Les autorités d’Accra ont justifié une démolition en juin 2015 en disant que c’était un moyen d’approfondir et d’élargir la lagune de Korle à proximité après que les inondations eurent tué environ 150 personnes au début du mois. Les sites de traitement des déchets électroniques n’ont été sauvés qu’après les protestations des habitants.
Gouvernement et secteur informel
Pourtant, le site d’Agbogbloshie continue d’attirer des investissements pour améliorer la région. En février, les gouvernements ghanéen et allemand ont entamé la deuxième phase d’un programme de 10 millions d’euros de déchets électroniques qui a déjà financé un nouveau centre de formation technique et un centre de santé.

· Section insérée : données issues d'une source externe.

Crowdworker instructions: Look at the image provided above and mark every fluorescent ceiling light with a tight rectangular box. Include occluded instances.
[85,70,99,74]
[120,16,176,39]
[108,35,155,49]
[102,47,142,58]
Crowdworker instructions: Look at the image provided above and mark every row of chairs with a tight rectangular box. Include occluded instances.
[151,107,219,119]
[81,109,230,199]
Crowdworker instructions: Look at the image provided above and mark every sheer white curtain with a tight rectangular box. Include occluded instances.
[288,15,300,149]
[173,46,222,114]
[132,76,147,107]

Ebenezer Amankwaa reste néanmoins sceptique quant au fait que les initiatives gouvernementales peuvent supplanter ce qu’offre déjà le secteur informel.
Les savoir-faire et les compétences
Il fait valoir que le futur développement du site devrait être inclusif, en tirant parti des techniques et des compétences des gens pour la collecte de matériaux. Cela pourrait simplement soutenir la prochaine génération de recycleurs et de rénovateurs.
« Vous pouvez fermer Agbogbloshie, mais vous ne pouvez pas [supprimer] les compétences, les talents et les connaissances de ces personnes », dit-il.